Specific inclusion and exclusion criteria were applied to select articles for the review. Studies were included if they (1) focused on gynecological laparoscopic complications or safety measures; (2) provided clinical data relevant to the prevention, recognition, or management of these complications; and (3) were published in English. Priority was given to systematic reviews, meta-analyses, and high-quality observational studies. Historically significant studies were also included for context. Articles lacking sufficient methodological detail, with small sample sizes, or limited relevance to the topic were excluded.
Three independent reviewers (G.S., M.G., and G.C.) rigorously evaluated the identified articles for relevance and scientific quality. Discrepancies were resolved through consensus. This narrative review synthesizes current evidence to offer practical guidance on managing laparoscopic complications but does not provide a systematic analysis.

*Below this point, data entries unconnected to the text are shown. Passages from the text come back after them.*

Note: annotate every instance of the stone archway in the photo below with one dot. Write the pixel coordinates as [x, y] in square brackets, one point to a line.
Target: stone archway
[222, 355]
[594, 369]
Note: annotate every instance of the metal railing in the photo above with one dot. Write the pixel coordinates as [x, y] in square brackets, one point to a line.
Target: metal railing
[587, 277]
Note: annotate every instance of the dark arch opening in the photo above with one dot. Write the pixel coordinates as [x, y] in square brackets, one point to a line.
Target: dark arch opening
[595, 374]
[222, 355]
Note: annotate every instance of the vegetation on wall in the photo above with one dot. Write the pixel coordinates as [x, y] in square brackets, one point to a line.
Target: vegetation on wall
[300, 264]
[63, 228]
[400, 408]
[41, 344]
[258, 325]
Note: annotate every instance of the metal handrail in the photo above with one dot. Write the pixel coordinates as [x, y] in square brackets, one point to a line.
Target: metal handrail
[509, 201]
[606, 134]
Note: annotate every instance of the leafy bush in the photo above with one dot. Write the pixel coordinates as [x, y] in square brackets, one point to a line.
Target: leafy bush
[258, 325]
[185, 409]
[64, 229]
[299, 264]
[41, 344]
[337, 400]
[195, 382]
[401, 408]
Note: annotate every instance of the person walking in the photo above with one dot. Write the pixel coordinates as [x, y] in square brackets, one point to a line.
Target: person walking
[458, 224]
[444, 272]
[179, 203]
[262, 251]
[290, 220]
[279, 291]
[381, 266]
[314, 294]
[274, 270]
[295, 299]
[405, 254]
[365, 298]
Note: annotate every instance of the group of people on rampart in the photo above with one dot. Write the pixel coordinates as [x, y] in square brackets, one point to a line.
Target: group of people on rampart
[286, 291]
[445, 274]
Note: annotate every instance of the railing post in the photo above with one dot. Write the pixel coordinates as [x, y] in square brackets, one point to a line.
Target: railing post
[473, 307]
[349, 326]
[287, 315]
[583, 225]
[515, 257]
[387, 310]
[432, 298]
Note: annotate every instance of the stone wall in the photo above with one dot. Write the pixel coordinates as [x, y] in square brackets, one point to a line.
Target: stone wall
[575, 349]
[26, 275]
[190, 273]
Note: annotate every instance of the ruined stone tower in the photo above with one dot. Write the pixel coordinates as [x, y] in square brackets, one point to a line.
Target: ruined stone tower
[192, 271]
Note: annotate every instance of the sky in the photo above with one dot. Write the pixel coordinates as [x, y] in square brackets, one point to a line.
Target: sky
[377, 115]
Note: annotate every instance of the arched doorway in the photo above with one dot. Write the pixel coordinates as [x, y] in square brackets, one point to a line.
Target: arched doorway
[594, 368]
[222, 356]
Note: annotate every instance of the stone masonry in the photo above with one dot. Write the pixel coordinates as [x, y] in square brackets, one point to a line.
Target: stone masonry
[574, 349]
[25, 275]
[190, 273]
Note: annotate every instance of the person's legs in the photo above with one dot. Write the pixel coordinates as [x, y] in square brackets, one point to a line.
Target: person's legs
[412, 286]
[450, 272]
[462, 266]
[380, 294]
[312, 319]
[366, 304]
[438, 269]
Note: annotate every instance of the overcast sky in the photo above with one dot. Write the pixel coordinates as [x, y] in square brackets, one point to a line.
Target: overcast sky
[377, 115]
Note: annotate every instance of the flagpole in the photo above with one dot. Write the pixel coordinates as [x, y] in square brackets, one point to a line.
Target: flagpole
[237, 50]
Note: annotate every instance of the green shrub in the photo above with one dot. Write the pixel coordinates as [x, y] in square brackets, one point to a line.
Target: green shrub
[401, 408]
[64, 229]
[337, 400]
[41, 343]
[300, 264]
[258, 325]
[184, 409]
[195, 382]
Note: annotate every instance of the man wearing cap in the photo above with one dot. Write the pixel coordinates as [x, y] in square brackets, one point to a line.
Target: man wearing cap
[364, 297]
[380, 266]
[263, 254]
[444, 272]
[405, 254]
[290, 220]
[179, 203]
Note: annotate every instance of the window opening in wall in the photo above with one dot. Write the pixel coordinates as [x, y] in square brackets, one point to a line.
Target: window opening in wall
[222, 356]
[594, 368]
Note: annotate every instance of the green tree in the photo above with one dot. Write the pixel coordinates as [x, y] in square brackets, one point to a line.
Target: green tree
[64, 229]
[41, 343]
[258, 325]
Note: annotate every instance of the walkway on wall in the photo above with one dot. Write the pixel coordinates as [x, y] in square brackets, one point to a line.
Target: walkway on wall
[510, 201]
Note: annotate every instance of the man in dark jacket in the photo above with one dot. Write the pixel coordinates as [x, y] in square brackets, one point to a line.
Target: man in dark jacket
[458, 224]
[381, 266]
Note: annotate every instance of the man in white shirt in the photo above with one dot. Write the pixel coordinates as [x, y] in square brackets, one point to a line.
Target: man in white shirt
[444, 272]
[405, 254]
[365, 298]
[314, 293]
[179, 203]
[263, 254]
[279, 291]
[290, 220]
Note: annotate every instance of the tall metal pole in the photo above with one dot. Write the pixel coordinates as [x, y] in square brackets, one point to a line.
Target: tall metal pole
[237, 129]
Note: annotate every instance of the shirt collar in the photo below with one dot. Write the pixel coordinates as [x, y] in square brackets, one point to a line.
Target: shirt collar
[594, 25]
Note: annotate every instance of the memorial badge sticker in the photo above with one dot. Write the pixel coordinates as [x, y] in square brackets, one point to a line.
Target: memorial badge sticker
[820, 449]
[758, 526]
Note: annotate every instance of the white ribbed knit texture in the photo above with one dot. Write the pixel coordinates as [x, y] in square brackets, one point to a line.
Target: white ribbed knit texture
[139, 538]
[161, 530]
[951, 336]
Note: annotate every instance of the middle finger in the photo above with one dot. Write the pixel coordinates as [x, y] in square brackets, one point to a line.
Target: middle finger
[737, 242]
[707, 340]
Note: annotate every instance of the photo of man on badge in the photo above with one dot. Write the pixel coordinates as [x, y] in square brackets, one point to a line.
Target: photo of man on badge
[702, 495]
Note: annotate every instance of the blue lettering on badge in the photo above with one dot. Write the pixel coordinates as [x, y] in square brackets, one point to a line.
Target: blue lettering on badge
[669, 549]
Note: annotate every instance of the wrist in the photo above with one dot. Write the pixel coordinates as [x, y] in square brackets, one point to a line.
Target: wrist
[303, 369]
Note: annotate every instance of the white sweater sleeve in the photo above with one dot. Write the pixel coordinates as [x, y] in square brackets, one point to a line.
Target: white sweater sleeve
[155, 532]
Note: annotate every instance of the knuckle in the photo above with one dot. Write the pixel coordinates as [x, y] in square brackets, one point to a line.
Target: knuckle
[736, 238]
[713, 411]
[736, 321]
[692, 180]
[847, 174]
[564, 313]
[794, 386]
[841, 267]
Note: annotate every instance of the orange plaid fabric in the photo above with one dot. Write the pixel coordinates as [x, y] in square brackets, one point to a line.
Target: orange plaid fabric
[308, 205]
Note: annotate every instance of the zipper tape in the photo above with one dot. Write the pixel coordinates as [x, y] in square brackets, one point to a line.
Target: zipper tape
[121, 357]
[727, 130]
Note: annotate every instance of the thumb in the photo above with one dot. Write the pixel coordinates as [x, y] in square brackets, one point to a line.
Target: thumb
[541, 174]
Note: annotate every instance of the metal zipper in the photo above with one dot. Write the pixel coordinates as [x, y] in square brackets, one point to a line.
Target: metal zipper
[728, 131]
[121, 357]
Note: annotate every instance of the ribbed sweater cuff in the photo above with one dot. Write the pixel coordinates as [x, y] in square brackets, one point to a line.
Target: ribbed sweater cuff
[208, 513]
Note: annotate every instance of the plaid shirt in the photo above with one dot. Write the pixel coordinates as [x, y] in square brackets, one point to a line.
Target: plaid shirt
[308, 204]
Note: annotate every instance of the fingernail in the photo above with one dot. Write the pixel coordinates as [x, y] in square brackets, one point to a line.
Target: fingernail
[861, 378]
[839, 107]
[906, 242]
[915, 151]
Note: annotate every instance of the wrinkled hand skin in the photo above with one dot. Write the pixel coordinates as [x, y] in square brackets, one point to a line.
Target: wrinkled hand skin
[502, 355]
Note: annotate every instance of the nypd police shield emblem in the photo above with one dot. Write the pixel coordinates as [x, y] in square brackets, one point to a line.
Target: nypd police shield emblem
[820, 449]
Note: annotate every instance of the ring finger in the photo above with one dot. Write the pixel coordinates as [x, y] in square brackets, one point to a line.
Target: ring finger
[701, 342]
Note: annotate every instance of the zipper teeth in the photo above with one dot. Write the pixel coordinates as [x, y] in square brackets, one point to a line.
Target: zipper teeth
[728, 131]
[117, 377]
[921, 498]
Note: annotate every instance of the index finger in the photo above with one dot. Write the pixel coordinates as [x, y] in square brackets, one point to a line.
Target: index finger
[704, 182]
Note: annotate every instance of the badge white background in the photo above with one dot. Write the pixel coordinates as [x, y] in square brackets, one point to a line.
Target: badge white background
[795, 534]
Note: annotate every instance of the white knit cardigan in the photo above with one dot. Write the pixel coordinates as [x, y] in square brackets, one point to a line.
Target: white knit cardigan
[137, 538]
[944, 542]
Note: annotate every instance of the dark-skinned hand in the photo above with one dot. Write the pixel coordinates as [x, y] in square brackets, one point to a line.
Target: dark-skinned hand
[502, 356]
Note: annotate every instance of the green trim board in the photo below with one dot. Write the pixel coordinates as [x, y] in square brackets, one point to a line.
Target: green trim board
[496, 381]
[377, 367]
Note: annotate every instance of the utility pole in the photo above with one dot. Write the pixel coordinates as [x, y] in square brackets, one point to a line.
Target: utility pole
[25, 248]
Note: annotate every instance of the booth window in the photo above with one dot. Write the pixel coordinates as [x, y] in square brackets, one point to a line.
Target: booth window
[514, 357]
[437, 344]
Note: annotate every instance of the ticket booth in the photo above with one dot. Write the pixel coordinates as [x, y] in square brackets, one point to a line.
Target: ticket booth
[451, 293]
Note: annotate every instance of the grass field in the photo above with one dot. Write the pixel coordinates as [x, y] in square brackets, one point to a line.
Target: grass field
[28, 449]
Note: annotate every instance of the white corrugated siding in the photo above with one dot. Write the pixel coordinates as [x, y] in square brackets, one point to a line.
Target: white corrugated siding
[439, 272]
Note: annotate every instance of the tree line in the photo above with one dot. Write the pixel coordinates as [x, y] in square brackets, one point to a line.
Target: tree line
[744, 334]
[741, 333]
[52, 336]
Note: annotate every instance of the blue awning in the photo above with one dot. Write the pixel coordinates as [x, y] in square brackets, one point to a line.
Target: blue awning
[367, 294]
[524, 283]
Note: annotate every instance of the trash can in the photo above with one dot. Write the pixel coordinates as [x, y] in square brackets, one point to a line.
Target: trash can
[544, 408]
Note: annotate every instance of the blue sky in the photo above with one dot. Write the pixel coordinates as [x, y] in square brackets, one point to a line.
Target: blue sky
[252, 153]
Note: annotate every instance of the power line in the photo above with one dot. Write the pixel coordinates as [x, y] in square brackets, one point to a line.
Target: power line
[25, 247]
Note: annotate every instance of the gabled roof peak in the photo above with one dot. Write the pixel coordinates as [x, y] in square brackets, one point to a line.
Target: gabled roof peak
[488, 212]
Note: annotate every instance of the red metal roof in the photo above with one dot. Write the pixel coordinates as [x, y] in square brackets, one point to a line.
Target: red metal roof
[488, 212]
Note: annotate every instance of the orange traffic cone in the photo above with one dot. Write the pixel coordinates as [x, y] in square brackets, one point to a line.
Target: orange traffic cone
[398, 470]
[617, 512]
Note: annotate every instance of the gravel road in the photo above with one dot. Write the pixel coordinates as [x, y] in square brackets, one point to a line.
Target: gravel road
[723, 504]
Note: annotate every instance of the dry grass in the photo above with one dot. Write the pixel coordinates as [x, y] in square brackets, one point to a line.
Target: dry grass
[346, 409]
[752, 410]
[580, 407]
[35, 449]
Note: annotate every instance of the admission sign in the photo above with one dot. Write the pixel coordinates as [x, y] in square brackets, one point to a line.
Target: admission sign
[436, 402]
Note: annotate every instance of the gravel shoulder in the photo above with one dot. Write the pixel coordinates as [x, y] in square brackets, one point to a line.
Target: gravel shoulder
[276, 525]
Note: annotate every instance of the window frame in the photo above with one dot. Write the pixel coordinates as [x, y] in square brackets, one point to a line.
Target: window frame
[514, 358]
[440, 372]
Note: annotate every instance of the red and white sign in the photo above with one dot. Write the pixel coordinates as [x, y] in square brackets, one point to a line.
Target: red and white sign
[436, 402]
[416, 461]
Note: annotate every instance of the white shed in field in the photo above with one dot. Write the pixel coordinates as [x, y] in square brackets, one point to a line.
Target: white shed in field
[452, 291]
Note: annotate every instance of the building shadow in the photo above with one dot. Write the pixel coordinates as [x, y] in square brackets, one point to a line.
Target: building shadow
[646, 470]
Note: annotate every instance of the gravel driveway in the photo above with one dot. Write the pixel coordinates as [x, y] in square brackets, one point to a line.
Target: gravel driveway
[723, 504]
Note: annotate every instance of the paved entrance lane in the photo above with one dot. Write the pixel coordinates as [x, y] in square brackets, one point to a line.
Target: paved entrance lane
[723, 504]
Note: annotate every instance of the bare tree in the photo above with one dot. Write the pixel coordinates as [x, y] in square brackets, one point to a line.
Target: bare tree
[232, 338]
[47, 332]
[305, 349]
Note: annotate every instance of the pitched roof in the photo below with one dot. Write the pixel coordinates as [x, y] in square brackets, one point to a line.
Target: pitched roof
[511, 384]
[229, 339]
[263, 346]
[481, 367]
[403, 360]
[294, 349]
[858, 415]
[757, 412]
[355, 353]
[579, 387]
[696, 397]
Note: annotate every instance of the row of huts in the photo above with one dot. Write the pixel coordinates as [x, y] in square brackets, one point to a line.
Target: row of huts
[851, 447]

Potential biases, such as variability in surgical expertise, differences in institutional practices, and geographic variations, were considered in interpreting the findings. These biases, along with others, are discussed further in Sect. “ Study Biases and Limitations ”.
This article is based on previously published studies and does not involve new studies with human or animals participants performed by the authors.
Bullet points are provided at the end of each section, in order to enhance clarity and ensure further comprehension of the most important topics for the reader.
This narrative review article is based on previously conducted studies and does not contain any new studies with human participants or animals performed by any of the authors.